Denn an der Wand dahinter stand ein paar Hirschlederstiefel, die ihm nicht gehörten.
Die Dose mit der Droge verschwand tief in der Tasche als er erkannte, dass er nciht alleine war. Ein Teil von ihm war froh denn er wusste ganz genau, alleine hätte er sich die ganze Dose gegeben und dann wäre es nicht ein einmaliger Ausrutscher gewesen, dann steckte er wieder tief drin. Der Süchtig in ihm aber war wütend, dass man ihn störte und nicht in ruhe ließ. Er trat ein und verschloss die Türe, allerdings ging er vorerst nicht hoch, er blieb unten am Tisch sitzen, trank etwas vom kalten, nein lauwarmen Tee vom Nachmittag. Cyron hatte ihn aufgesetzt... Mittlerweile schmeckte er furchtbar. Egal.

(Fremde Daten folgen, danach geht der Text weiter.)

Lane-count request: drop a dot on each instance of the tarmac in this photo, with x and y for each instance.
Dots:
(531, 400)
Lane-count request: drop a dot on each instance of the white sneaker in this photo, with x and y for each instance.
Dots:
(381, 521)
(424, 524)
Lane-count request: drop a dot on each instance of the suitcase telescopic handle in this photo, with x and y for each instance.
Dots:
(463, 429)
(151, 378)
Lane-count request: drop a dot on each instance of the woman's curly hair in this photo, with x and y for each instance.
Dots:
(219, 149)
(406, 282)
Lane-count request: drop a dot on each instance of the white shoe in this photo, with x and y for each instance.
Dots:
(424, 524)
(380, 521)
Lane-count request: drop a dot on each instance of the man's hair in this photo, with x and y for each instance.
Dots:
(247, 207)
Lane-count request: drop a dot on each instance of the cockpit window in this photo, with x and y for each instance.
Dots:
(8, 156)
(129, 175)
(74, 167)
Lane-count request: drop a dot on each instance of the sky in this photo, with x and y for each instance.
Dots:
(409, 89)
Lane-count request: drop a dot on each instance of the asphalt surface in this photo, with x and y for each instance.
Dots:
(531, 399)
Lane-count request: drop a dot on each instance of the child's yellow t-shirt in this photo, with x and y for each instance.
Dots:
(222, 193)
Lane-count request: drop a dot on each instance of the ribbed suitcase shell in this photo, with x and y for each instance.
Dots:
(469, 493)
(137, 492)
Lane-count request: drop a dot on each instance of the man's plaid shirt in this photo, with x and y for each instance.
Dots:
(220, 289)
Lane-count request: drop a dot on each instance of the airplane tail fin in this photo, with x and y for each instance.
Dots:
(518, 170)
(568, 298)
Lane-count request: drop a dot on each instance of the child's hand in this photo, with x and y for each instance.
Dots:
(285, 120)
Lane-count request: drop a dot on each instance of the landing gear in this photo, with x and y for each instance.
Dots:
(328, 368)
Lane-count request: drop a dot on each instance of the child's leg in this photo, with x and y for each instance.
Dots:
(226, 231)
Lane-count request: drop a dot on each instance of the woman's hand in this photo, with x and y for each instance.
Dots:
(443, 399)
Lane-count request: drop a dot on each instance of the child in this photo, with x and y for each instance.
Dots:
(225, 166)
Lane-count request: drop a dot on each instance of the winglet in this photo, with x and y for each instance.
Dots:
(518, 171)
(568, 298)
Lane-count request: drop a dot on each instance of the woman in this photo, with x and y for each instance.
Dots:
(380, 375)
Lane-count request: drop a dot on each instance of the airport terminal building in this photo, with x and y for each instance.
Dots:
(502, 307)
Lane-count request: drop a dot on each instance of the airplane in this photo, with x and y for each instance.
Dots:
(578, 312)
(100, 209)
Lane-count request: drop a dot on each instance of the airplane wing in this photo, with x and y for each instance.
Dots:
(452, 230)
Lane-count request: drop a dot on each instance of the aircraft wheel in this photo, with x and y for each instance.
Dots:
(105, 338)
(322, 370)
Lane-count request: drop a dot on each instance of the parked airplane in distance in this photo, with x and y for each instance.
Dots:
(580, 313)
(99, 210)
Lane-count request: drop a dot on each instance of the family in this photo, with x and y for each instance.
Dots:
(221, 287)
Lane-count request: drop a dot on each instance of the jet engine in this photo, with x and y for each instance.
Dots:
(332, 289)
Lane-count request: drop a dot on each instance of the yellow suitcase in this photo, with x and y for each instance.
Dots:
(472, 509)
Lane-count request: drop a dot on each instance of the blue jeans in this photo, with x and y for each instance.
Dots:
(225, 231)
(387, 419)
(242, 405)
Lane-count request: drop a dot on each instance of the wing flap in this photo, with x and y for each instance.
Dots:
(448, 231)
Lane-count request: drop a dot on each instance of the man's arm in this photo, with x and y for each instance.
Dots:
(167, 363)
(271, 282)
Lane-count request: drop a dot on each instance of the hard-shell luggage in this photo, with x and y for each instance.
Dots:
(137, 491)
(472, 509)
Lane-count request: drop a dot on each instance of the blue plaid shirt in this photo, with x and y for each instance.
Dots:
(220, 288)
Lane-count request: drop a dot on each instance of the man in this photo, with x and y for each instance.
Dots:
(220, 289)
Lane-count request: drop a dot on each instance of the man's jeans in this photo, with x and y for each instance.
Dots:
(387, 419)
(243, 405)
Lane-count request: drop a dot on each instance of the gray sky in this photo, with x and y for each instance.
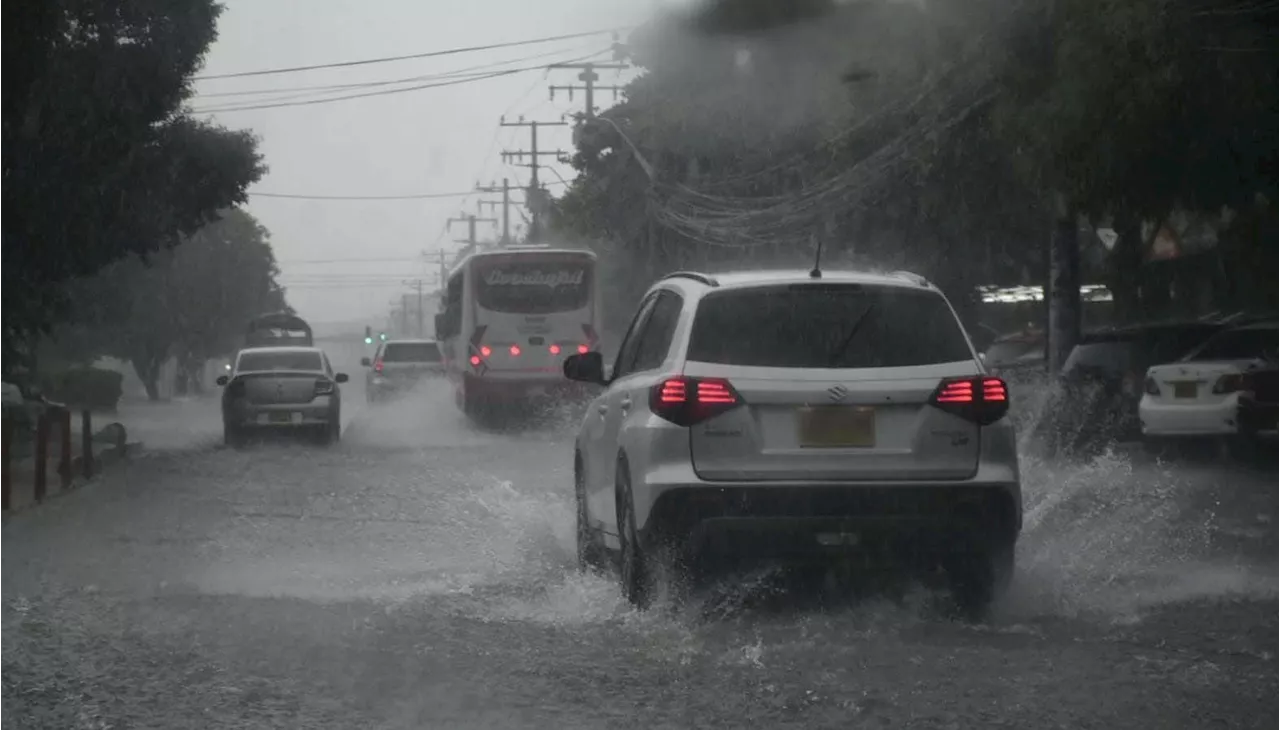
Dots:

In dem Moment hasste er sich selbst, er hasste diese Welt. Er selbst wurde weich, er ließ Leute an sich heran. Früher wäre Cyron ihm egal gewesen, er hätte ihn verhaften lassen. Diese Elfe wäre ihm egal gewesen, er wäre bei der standrechtlichen Hinrichtung geblieben. Jarel wäre ihm egal gewesen. Kurz starrte er auf die Stiefel. Er hatte sich verändert und gerade kam er nicht damit klar. Wenigstens Alkohol... aber den lagerte er oben. Warum eigentlich?

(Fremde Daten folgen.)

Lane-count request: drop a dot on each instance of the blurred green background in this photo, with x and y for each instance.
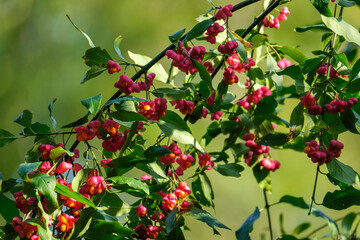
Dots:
(40, 59)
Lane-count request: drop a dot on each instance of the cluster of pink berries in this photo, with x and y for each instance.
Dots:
(254, 97)
(235, 63)
(153, 110)
(323, 70)
(317, 153)
(283, 63)
(213, 31)
(127, 85)
(255, 151)
(182, 61)
(272, 22)
(338, 105)
(184, 106)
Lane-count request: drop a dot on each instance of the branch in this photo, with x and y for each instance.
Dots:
(156, 59)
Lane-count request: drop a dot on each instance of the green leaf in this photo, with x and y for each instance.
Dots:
(6, 138)
(24, 119)
(334, 229)
(6, 185)
(97, 56)
(243, 233)
(266, 106)
(129, 183)
(204, 74)
(46, 186)
(156, 151)
(202, 189)
(117, 42)
(322, 6)
(302, 227)
(347, 223)
(113, 205)
(8, 210)
(57, 152)
(169, 93)
(342, 58)
(157, 68)
(320, 26)
(127, 116)
(175, 37)
(80, 178)
(94, 71)
(294, 53)
(346, 3)
(342, 172)
(26, 168)
(349, 120)
(85, 35)
(355, 70)
(78, 122)
(176, 128)
(295, 201)
(199, 29)
(170, 221)
(64, 190)
(102, 226)
(240, 48)
(93, 104)
(293, 71)
(51, 109)
(207, 218)
(342, 199)
(231, 169)
(340, 27)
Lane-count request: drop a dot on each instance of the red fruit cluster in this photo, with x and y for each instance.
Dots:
(143, 233)
(113, 67)
(323, 70)
(338, 105)
(224, 12)
(235, 63)
(153, 110)
(216, 115)
(212, 32)
(25, 229)
(205, 161)
(308, 101)
(254, 97)
(269, 164)
(272, 22)
(228, 48)
(317, 153)
(257, 150)
(175, 153)
(185, 107)
(182, 61)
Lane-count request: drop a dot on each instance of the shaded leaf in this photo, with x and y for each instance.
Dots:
(157, 68)
(6, 138)
(199, 29)
(46, 186)
(340, 27)
(93, 104)
(130, 183)
(64, 190)
(342, 172)
(231, 169)
(243, 233)
(117, 42)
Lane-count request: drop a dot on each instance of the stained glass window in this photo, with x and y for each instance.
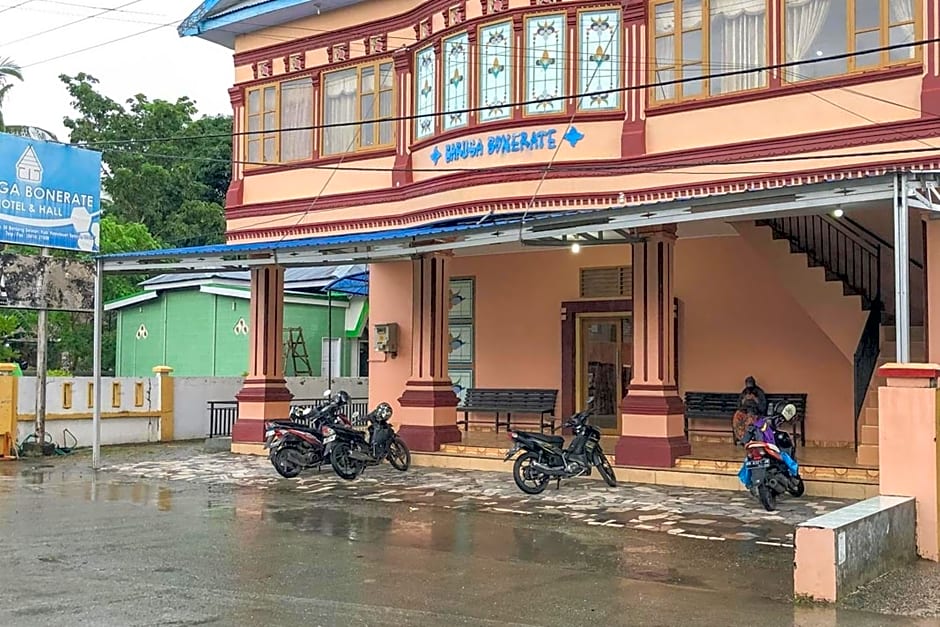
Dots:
(599, 59)
(426, 91)
(545, 64)
(496, 75)
(456, 90)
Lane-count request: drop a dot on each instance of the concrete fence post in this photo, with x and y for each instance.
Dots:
(165, 398)
(908, 449)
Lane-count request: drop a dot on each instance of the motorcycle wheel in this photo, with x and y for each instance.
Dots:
(798, 490)
(343, 465)
(604, 468)
(398, 454)
(286, 461)
(528, 479)
(768, 498)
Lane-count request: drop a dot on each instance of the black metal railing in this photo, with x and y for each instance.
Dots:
(866, 360)
(223, 414)
(844, 254)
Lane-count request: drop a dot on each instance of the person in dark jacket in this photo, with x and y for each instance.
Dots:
(752, 404)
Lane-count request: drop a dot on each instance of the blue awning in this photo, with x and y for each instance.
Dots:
(354, 284)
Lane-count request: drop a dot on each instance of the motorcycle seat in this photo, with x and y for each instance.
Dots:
(555, 440)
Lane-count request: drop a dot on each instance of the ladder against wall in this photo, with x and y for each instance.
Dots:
(295, 350)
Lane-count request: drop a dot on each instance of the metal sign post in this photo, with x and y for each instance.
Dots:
(902, 298)
(96, 368)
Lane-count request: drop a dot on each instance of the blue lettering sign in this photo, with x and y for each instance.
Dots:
(50, 194)
(504, 144)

Der Tee schmeckte wahrhaft grausig.
Jedoch war er noch recht warm.
Jemand hatte sich eine neue Kanne aufgesetzt und dabei wahrhaft nicht an den Kräutern gespart, die der Elf sich gemischt hatte.
Eine ganze Weile blieb Slava hier sitzen, im Dunkel am Küchentisch, den Kopf auf die Hand gestützt, eine Hand am Becher mit Tee. Man konnte denken, er schliefe dort im Sitzen, aber er saß und starrte auf einen Punkt irgendwo. Eine Weile lang standen seine Gedanken still, doch bald schon drehten sie sich wieder im Kreis.
Es war ruhig im Haus.
Der Tee hatte eine seltsam beruhigende Wirkung.
Niemand kam.
Seltsam. Jarel war auf jeden Fall da, denn auf einen der Stühle hing der mit dem Zeichen der Flammenrose geprägte Wams notdürftig gereinigt zum Trocken.
Er war also auf jeden Fall noch da.
Irgendwann richtete er sich doch wieder auf, sah sich um. Er war zu müde um nach oben zu gehen und zu suchen, die Treppenstufen schienen ihm wie ein unüberwindliches Hindernis. Aber dann sprang doch wieder sein Verstand an. Der Waschzuber im Nebenraum... Jarel war dreckig gewesen, blutverschmiert, er hatte seine kleidung gewaschen.
Im Waschraum empfing ihm ein Klima wie kurz nach er Abenddämmerung am Rande eines Sumpfes.
Nicht mehr wirklich warme, aber auch noch nicht kühl feuchte Luft, so dicht, dass die in der Wandhalterung steckende Kerze gefühlt gegen die Luftfeuchte anzischte und gemeinsam mit dem Rest der glimmenden Glut im Badeofen den Raum nur mäßig erleuchtete.
Den Gesuchten fand er jedoch trotzdem sofort. Jarel war im Zuber eingeschlafen. Den linken Arm auf dem Zuberrand angelegt, hing der rechte entspannt über der hölzernen Kante. In Linie der leicht angewinkelten Finger lang ein zerbrochener Becher neben einem Hocker auf dem Boden.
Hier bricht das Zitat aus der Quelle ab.